2024-01-16 09:33:39 |    宇宙・地球
 京都大学白眉センターの松本徹 特定助教、理学研究科の野口高明教授、三宅亮准教授、伊神洋平助教、化学研究所の治田充貴准教授、および国際的な共同研究者のグループは、地球の近くに軌道をもつ小惑星リュウグウの砂を電子顕微鏡で調べ、砂のごく表面が窒化した鉄(窒化鉄:Fe4N)に覆われていることを発見した。

 太陽から遠く離れた場所で生まれた氷天体や彗星には、アンモニウム塩のような窒素化合物が大量に貯蔵されている。

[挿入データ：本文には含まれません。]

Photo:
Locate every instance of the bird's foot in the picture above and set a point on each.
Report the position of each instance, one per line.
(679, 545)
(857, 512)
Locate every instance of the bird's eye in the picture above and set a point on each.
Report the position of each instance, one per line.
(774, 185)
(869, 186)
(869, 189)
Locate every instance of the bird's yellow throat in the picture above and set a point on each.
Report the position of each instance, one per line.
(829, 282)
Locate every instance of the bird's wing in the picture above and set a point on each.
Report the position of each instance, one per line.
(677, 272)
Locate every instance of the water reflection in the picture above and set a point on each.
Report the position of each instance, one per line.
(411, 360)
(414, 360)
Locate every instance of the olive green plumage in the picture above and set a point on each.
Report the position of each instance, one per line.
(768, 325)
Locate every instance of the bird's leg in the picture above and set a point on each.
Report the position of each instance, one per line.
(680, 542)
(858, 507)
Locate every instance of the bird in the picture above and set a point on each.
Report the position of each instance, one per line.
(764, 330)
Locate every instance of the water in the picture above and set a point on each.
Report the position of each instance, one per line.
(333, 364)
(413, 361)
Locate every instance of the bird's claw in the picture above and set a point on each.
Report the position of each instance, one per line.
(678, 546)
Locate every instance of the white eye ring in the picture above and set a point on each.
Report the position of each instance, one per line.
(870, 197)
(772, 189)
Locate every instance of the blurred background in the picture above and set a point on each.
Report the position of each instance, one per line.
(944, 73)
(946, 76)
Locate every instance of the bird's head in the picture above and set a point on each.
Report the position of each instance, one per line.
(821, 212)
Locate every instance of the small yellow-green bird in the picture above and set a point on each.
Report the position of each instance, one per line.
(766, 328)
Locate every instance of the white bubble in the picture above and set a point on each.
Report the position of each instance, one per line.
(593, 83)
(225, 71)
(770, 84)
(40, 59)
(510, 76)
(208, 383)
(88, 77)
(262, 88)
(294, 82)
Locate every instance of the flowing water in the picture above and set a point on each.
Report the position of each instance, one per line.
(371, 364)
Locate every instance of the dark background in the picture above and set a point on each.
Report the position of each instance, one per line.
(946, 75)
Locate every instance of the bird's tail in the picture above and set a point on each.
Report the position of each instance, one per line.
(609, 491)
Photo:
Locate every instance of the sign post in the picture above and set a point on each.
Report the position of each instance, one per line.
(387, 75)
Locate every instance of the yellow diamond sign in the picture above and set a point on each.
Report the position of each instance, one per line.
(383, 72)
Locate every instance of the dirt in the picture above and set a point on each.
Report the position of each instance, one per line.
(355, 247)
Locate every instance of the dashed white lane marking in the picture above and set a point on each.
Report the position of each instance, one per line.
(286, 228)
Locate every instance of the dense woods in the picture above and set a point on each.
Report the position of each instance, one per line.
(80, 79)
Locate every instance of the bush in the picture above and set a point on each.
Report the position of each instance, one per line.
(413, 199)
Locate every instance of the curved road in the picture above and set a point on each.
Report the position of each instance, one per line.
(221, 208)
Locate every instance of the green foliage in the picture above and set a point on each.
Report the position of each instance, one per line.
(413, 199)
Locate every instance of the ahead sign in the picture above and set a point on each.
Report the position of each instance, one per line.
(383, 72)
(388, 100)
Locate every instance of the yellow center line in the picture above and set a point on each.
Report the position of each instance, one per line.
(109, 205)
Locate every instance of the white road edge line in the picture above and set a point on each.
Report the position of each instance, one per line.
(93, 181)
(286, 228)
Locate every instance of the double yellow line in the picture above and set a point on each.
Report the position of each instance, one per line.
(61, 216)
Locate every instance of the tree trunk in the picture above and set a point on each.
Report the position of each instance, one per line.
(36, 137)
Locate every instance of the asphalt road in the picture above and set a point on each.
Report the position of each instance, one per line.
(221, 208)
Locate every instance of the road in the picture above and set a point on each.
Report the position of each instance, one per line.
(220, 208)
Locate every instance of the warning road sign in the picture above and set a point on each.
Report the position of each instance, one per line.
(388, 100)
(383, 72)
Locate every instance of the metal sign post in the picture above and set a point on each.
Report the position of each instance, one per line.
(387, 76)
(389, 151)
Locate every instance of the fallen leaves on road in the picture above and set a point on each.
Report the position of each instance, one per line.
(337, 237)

 このような窒素を含む固体は生命の材料物質としてとても重要だと考えられているが、地球軌道の地域に輸送される証拠は見つかっていなかった。

 窒化鉄は、磁鉄鉱と呼ばれる鉄原子と酸素原子の鉱物の表面で見られる。

 同研究グループは、氷天体からやってきたアンモニア化合物を大量に含む微小な隕石がリュウグウに衝突して、磁鉄鉱の表面で化学反応が起こり、この窒化鉄が形成したと考えた。

 小惑星の表層では、太陽から吹くイオンの風(太陽風)の照射などによって磁鉄鉱の表面から酸素が失われていて、アンモニアと反応しやすい金属鉄がごく表面に形成している。

 このため、磁鉄鉱の表面ではアンモニアに由来する窒化鉄の合成が促されたと推測している。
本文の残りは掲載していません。